Les ronds de serviette, alignés dans un rayonnage hors d'âge, attendent les habitués. L'escalier en colimaçon, qu'empruntent les clients d'un pas assuré, munis de la bouteille de pinard que le patron, de l'autre côté du comptoir, n'a pas manqué de leur tendre au passage, mène au ciel. Celui d'un restaurant populaire comme il n'en existe pratiquement plus à Paris, ou en France du reste. Car le véritable responsable de l'omniprésence des McDo, ce n'est pas l'impérialisme américain qui en hérisse tant, c'est le patron de bistrot dans toute sa splendeur. C'est lui qui a creusé sa propre tombe.
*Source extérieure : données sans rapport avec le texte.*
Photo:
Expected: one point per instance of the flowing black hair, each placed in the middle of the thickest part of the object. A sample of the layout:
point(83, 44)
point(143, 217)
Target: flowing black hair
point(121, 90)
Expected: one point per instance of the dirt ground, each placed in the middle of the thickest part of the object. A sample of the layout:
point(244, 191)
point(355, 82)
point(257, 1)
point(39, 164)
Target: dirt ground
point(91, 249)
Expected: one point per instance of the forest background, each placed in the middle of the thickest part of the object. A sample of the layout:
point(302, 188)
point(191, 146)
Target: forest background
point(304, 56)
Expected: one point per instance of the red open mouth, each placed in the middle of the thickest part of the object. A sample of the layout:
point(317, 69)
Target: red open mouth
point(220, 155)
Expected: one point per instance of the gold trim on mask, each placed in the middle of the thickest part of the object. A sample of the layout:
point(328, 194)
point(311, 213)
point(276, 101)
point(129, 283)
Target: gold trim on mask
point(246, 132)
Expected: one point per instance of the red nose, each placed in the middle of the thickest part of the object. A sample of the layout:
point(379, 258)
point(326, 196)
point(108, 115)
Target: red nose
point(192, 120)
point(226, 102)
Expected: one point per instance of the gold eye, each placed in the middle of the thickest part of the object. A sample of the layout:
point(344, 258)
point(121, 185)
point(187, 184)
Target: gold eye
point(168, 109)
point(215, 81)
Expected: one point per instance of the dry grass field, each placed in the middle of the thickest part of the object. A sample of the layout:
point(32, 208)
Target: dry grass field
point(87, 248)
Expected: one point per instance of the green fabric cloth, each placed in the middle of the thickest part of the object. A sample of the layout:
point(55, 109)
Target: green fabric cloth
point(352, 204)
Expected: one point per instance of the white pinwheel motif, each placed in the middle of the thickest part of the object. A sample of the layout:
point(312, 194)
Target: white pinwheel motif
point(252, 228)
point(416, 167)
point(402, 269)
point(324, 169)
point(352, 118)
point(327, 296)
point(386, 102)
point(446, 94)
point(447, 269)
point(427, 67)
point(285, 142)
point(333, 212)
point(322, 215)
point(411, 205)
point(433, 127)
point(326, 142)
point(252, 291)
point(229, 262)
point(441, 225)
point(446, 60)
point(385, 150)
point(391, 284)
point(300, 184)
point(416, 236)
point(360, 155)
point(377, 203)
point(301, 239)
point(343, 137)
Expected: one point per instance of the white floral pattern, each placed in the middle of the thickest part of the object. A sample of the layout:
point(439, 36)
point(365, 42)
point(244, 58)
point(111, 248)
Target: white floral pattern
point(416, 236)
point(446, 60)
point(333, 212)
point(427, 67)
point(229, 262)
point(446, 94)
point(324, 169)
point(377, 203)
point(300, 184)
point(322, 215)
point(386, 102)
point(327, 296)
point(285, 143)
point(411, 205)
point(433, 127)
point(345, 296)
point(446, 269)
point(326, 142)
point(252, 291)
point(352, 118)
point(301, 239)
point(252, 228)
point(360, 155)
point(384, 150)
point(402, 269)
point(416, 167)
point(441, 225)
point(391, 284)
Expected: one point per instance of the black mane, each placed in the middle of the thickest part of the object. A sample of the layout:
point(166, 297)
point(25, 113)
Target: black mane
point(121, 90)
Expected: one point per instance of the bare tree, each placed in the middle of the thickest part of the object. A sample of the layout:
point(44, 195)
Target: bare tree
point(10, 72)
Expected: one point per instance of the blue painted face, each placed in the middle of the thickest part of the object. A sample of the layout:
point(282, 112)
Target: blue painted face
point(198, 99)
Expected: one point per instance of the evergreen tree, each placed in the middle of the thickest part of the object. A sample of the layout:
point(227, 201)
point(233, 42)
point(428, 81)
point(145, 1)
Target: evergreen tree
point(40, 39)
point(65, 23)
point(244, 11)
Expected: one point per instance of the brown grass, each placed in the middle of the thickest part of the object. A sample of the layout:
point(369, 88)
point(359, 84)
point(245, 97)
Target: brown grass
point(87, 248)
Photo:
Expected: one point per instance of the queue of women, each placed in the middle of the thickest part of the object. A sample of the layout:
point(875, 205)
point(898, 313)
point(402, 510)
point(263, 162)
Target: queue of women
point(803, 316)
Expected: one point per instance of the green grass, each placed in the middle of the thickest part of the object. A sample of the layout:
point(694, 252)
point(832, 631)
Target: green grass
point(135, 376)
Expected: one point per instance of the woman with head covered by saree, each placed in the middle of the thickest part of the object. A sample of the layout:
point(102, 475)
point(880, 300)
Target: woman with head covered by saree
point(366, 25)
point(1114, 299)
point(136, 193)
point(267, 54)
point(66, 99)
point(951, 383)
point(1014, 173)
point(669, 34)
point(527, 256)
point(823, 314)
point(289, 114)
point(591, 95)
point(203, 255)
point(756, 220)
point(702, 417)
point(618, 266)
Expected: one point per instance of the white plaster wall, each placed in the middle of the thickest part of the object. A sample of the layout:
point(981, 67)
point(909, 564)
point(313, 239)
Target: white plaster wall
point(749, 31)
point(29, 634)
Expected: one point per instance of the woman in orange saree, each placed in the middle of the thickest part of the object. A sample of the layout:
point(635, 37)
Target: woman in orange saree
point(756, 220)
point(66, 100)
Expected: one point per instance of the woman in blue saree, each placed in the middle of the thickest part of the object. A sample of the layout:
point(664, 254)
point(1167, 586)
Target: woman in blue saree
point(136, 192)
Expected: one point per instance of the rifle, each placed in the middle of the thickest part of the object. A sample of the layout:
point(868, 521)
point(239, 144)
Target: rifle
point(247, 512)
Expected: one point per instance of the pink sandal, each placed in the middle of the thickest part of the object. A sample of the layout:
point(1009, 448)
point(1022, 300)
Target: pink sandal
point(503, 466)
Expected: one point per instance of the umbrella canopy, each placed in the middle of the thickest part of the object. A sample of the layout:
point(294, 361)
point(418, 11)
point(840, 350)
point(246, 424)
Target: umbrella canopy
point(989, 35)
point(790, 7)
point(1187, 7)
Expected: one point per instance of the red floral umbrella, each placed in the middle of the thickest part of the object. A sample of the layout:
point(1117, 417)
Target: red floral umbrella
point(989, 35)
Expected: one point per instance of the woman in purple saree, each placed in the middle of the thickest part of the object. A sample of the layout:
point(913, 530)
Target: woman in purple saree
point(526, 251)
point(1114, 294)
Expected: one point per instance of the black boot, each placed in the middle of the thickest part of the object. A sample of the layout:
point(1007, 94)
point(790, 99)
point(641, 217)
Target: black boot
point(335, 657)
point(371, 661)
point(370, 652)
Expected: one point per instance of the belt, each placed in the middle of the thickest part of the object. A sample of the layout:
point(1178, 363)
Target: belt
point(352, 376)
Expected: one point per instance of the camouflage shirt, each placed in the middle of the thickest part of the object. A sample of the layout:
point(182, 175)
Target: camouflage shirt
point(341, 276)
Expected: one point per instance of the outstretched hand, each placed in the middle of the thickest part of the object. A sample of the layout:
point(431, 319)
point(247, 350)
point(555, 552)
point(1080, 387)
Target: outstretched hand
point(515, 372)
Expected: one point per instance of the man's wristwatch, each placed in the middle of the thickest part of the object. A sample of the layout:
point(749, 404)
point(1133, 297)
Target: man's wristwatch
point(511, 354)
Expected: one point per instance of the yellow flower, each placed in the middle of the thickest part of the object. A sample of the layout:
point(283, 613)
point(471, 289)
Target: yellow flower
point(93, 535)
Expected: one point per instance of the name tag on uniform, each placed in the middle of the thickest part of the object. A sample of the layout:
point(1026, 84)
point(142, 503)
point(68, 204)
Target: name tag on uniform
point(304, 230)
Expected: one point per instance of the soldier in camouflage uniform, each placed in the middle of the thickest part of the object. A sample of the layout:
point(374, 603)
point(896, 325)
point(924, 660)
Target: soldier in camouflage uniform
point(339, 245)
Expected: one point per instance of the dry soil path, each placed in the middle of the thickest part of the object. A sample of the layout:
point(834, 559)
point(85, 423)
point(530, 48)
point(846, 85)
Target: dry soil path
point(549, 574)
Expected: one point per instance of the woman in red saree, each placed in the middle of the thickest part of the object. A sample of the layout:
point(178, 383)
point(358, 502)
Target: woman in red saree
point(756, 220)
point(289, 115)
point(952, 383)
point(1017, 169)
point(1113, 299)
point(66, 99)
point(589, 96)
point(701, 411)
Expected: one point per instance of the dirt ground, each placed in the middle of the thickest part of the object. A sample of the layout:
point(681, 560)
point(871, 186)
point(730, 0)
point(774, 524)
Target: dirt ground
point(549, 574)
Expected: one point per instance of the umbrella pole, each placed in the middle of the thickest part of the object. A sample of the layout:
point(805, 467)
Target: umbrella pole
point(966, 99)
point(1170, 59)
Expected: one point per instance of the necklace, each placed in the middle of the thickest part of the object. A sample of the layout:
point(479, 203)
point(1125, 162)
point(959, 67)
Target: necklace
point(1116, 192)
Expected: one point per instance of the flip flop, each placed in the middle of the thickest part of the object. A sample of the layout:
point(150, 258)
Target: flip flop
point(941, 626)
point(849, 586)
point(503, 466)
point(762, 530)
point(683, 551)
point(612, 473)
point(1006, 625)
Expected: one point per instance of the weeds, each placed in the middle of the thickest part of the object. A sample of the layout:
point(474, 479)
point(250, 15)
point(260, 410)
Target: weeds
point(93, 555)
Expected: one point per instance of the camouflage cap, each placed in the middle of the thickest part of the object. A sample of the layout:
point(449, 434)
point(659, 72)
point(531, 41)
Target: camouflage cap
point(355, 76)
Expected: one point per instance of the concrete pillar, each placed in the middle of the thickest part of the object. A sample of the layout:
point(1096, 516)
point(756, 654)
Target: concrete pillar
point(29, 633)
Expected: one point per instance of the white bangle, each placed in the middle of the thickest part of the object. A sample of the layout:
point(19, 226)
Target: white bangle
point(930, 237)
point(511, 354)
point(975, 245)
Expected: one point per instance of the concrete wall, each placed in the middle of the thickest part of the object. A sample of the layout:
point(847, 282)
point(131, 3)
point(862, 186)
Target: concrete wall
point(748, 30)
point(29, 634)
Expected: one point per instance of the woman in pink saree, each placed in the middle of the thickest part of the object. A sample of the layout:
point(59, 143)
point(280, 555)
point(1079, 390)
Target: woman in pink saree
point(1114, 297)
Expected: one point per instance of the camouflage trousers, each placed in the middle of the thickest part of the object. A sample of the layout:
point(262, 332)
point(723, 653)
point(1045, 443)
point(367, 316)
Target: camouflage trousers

Adieu la blanquette ou le petit salé, l'accueil familial, bonjour le chien-loup, le comptoir dégueu, la mare de mégots, le nuage de fumée et les mecs louches qui louchent sur les filles...
Le prénom. Se rendre au Pied de fouet, c'est débarquer sur une autre planète, revivre le charme perdu du Paris d'il y a cinquante ans. Comme il se doit, les cabinets, à la turque, sont dans la cour. Ici, le client n'est pas un numéro : c'est son prénom qui est inscrit sur la fiche de commande. La cuisine tient dans un mouchoir de poche, de trois mètres carrés. Deux feux et une plaque suffisent à Bernard Bouillon pour alimenter ses 70 couverts. Tire-bouchon dans la poche de jeans, montre accrochée au passant, Marylène, la serveuse au sourire si large, mesure 1,60 mètre. C'est utile : à l'étage, la hauteur sous poutre est de 1,70 mètre.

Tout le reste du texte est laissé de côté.